Comissões da Prefeitura de Papanduva são regulamentadas
Decreto detalha exigências, impedimentos e critérios de seleção dos servidores
O governo de Papanduva publicou o decreto que regulamenta a organização, a seleção e o funcionamento das Comissões Processante Permanente e Sindicante Permanente no âmbito do município. A medida detalha critérios para escolha dos membros, regras de atuação e pagamento de gratificações, além de estabelecer diretrizes para garantir transparência e imparcialidade nos processos administrativos.

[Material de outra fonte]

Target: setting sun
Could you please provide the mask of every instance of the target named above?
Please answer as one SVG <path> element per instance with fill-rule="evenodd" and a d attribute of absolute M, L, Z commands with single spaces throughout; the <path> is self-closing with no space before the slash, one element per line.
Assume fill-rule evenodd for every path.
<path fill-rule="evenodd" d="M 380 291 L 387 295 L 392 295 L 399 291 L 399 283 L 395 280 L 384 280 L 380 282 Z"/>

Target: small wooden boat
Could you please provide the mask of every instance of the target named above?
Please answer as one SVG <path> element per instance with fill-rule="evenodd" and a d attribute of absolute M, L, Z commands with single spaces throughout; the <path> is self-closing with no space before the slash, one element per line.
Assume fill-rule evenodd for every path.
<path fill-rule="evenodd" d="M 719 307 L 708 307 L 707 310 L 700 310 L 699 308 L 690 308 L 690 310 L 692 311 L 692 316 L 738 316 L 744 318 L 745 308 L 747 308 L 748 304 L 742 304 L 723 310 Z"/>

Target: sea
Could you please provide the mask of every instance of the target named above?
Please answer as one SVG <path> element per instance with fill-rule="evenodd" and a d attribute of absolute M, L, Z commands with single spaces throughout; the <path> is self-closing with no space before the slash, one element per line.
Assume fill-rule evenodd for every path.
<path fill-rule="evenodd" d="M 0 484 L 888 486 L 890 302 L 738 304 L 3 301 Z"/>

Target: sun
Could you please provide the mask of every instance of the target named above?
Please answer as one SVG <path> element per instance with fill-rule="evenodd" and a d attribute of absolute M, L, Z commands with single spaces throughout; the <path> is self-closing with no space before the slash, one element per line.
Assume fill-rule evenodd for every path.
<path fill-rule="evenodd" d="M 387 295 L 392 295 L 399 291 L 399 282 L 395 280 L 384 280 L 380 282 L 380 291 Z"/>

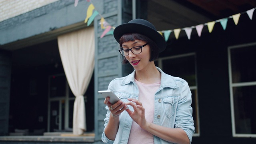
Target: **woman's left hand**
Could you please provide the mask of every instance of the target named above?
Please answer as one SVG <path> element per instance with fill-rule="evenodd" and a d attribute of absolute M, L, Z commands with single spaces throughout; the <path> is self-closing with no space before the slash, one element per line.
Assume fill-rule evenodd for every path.
<path fill-rule="evenodd" d="M 126 105 L 132 106 L 134 110 L 132 111 L 129 109 L 126 110 L 132 120 L 143 128 L 146 124 L 147 121 L 145 118 L 145 108 L 142 106 L 142 103 L 134 98 L 128 98 L 128 100 L 129 101 L 126 103 Z"/>

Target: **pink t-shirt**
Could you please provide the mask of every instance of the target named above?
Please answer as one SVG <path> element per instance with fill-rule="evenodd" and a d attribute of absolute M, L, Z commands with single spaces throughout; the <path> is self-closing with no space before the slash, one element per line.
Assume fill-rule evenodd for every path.
<path fill-rule="evenodd" d="M 143 84 L 135 80 L 139 88 L 139 101 L 145 108 L 146 120 L 153 122 L 154 111 L 154 95 L 160 86 L 160 82 L 151 84 Z M 143 130 L 138 124 L 132 122 L 128 144 L 154 144 L 153 135 Z"/>

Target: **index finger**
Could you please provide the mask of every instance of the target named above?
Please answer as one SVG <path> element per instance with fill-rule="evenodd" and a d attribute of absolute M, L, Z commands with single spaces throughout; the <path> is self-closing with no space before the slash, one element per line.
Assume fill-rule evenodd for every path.
<path fill-rule="evenodd" d="M 135 102 L 136 105 L 138 105 L 142 106 L 142 103 L 141 102 L 138 101 L 138 100 L 136 100 L 134 98 L 128 98 L 128 99 L 129 101 L 131 101 L 133 102 Z"/>

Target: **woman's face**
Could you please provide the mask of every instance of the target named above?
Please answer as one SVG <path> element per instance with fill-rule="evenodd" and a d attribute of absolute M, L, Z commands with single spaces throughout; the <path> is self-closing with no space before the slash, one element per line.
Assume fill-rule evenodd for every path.
<path fill-rule="evenodd" d="M 134 41 L 130 41 L 124 42 L 122 44 L 122 46 L 123 48 L 130 49 L 134 46 L 142 46 L 146 43 L 143 40 L 135 40 Z M 143 70 L 149 64 L 151 63 L 149 61 L 150 57 L 150 48 L 149 45 L 148 44 L 143 47 L 141 53 L 136 54 L 130 50 L 129 55 L 125 56 L 125 58 L 136 70 Z"/>

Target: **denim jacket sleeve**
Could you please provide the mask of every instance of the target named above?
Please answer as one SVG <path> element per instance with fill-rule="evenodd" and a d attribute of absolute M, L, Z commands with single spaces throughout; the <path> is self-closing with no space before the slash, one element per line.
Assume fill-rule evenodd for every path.
<path fill-rule="evenodd" d="M 194 133 L 194 121 L 192 117 L 191 92 L 188 82 L 185 81 L 181 86 L 181 96 L 178 101 L 174 127 L 185 131 L 191 143 Z"/>
<path fill-rule="evenodd" d="M 112 85 L 112 83 L 113 83 L 113 81 L 110 83 L 108 86 L 108 90 L 111 90 L 113 91 L 113 89 L 112 89 L 112 87 L 111 86 Z M 112 144 L 114 143 L 114 141 L 112 140 L 110 140 L 108 138 L 107 136 L 106 136 L 106 134 L 105 134 L 105 128 L 106 128 L 106 127 L 107 126 L 107 125 L 108 125 L 108 121 L 109 120 L 109 117 L 110 116 L 110 111 L 109 110 L 109 109 L 108 109 L 108 107 L 107 106 L 106 106 L 106 110 L 107 110 L 107 114 L 106 114 L 106 118 L 104 119 L 104 121 L 105 122 L 105 124 L 104 124 L 104 128 L 103 130 L 103 133 L 102 133 L 102 135 L 101 137 L 101 140 L 104 144 Z"/>

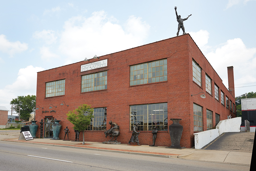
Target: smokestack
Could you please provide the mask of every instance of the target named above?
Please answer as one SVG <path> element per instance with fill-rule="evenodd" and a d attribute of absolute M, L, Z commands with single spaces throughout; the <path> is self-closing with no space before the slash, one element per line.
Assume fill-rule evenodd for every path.
<path fill-rule="evenodd" d="M 229 90 L 233 97 L 235 96 L 235 84 L 233 66 L 227 67 L 227 78 L 229 80 Z"/>

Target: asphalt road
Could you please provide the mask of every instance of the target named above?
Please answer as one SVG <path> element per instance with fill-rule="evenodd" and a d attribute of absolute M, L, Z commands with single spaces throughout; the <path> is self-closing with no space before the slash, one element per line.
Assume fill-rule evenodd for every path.
<path fill-rule="evenodd" d="M 1 170 L 249 170 L 250 167 L 0 141 Z"/>

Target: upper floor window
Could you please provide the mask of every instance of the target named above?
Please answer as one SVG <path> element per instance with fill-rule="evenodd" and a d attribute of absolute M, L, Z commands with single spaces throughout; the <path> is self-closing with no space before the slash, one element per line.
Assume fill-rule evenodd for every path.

Pelo decreto, cada comissão será formada por três membros titulares e três suplentes. No caso da Comissão Processante, todos devem ser servidores efetivos, estáveis e com ensino superior completo. Já para a Comissão Sindicante, a preferência é por servidores efetivos ou empregados públicos municipais.
Edital interno
A seleção dos integrantes ocorrerá por meio de edital interno, com critérios de pontuação que incluem formação acadêmica, experiência em processos administrativos, tempo de serviço e participação em cursos de capacitação. O mandato será de dois anos, com possibilidade de recondução. Caso não haja interessados suficientes, a nomeação poderá ser feita diretamente pela administração municipal, sendo de aceitação obrigatória, salvo impedimentos legais.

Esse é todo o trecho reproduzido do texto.